Enable NUMA topology-aware scheduling - Container Service for Kubernetes

In scenarios where CPUs and GPUs frequently communicate with each other, the memory access across non-uniform memory access (NUMA) nodes may cause issues such as increased latency and limited bandwidth. These issues affect the overall performance of an application. To resolve such issues, Container Service for Kubernetes (ACK) supports NUMA topology-aware scheduling based on the scheduling framework of Kubernetes to schedule pods to optimal NUMA nodes. This reduces the memory access across NUMA nodes to optimize the performance of your application.

How it works

A NUMA node is the basic unit of a NUMA system. Multiple NUMA nodes on a single cluster node constitute a NUMA set, which is used to efficiently allocate computing resources and reduce competition for memory access between processors. For example, a high-performance server that has eight GPUs usually contains multiple NUMA nodes. If no CPU cores are bound to an application or CPUs and GPUs are not allocated to the same NUMA node, the performance of the application may be degraded due to CPU contention or cross-NUMA node communication between CPUs and GPUs. To maximize the performance of your application, you can allocate CPUs and GPUs to the same NUMA node.

The native solution based on the kubelet CPU policy and NUMA topology policy can help you allocate CPUs and GPUs to the same NUMA node on a single server. However, this solution may encounter the following difficulties in a cluster:

The scheduler is not aware of the specific CPUs and GPUs allocated to a NUMA node. In this case, the scheduler cannot determine whether the remaining CPU and GPU resources can meet the quality of service (QoS) requirements of pods. As a result, a large number of pods enter the AdmissionError state after scheduling. In severe cases, the cluster may stop working.
The allocation of CPUs and GPUs is uncontrollable at the upper layer. In native Kubernetes, the kubelet topology policy can be viewed only in the process startup parameters of nodes, but cannot be obtained at the cluster level by using methods such as node labels. Therefore, when you submit a job, you cannot specify that the workload is run on a NUMA node to which both CPUs and GPUs are allocated. As a result, the performance of your application is highly variable.
The topology policy is not easy to use. The NUMA topology policy is declared on nodes, so a single node can carry only one NUMA topology policy. Before you submit a job and use the topology policy, a cluster resource administrator must manually divide the nodes of the cluster by adding special labels to the nodes and configure nodeAffinity settings to schedule pods to the nodes with matching labels. In addition, pods with different policies cannot be scheduled to the same node even if they do not interfere with each other. This reduces the resource utilization of the cluster.

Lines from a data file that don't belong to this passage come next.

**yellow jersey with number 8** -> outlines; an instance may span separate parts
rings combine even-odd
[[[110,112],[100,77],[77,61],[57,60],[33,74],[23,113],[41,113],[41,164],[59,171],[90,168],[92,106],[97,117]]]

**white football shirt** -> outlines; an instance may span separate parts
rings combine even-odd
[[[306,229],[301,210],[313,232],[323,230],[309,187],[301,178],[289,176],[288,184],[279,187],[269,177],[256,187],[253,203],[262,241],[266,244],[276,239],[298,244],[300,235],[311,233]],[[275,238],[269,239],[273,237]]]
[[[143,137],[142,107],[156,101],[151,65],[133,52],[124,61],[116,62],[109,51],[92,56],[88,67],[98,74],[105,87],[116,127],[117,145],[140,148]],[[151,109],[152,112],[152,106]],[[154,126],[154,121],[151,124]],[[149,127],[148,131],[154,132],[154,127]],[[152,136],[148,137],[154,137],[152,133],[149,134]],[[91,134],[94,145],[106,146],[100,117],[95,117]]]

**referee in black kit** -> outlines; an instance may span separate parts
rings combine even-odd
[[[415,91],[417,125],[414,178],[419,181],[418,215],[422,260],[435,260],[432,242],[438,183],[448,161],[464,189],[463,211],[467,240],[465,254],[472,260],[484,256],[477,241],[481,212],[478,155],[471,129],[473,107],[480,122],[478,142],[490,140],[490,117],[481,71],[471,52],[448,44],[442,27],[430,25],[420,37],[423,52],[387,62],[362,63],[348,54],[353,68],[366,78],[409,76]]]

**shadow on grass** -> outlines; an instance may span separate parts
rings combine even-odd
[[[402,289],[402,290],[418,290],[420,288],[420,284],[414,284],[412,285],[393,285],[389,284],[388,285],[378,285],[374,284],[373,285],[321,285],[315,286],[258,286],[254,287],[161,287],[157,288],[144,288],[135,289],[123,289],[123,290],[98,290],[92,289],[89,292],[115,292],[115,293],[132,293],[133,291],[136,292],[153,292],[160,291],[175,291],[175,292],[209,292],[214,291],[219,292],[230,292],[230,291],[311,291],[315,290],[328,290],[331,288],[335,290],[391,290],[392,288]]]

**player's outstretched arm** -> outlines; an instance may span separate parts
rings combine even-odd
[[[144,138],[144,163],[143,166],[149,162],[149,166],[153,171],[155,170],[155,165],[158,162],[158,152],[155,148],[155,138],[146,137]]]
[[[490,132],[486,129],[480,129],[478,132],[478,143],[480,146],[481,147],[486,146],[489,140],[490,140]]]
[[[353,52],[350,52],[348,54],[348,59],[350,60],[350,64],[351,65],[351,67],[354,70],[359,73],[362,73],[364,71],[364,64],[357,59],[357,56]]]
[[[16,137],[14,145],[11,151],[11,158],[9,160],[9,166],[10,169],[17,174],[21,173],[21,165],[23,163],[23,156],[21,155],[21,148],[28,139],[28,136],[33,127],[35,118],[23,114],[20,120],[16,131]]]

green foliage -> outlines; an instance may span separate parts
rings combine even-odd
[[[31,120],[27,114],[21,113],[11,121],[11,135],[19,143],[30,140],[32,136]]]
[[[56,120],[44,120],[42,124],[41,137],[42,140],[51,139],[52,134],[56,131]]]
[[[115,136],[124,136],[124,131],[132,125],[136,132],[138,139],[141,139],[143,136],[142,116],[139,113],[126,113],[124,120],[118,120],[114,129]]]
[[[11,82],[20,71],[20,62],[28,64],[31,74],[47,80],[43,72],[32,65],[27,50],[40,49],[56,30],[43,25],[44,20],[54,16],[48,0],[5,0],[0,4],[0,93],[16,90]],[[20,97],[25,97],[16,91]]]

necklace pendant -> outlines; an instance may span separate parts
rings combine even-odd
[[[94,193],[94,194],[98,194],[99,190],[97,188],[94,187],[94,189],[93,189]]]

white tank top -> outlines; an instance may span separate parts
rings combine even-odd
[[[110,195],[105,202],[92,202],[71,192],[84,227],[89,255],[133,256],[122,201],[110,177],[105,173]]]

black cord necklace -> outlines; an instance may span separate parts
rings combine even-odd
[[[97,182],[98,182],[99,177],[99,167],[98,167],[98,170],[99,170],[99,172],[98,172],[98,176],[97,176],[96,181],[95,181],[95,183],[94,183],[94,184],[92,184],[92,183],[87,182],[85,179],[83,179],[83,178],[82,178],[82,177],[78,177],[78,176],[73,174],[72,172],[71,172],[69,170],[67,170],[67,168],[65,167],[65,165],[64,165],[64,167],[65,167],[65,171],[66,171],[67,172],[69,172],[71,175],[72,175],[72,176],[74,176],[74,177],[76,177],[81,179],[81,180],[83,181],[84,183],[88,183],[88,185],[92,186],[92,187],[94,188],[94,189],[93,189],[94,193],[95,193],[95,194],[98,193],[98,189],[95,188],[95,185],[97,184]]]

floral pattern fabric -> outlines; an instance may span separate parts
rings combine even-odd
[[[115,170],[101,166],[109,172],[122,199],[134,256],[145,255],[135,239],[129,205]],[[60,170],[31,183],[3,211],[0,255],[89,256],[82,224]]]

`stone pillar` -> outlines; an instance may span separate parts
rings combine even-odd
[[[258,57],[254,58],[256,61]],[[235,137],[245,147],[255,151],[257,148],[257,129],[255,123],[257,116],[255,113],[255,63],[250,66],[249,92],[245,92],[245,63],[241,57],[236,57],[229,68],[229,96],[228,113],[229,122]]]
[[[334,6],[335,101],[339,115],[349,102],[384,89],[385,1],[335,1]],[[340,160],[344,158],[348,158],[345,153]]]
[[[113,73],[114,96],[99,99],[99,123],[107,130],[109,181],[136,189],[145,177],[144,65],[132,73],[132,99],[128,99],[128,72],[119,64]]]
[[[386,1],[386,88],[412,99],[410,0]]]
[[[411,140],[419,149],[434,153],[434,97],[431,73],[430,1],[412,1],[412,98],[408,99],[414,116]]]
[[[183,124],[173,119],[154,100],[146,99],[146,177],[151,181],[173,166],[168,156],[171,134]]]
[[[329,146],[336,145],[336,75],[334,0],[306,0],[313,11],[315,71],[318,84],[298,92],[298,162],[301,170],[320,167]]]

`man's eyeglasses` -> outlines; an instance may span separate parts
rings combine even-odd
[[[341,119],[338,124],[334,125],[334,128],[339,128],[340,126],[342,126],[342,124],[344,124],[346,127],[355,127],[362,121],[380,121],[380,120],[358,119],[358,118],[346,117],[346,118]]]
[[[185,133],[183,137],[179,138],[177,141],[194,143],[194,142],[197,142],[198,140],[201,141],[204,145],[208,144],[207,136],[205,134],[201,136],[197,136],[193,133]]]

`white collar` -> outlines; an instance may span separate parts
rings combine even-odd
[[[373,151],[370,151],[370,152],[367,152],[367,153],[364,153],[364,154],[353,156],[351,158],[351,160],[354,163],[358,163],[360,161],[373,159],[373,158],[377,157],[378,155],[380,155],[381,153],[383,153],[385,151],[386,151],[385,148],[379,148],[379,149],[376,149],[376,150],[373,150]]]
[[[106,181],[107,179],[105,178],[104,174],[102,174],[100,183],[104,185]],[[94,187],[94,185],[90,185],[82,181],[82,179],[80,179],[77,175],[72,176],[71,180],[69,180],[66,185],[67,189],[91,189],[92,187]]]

To resolve the preceding issues of the native kubelet solution, ACK supports NUMA topology-aware scheduling based on the scheduling framework of Kubernetes. ACK uses the gputopo-device-plugin component and ack-koordlet of the ack-koordinator component to report the topology of CPUs and GPUs on a node. Both components are developed by Alibaba Cloud. ACK also supports the ability to declare the NUMA topology policy on workloads. The following figure shows the architecture of NUMA topology-aware scheduling.

Prerequisites

Cluster

An ACK Pro cluster that runs Kubernetes 1.24 or later is created. For more information, see Create an ACK managed cluster. For more information about how to update an ACK cluster, see Update clusters.

Nodes

Elastic Compute Service (ECS) instances of the GPU-accelerated compute-optimized instance family sccgn7ex or Lingjun nodes are used. For more information, see Overview of instance families and Manage Lingjun clusters and nodes.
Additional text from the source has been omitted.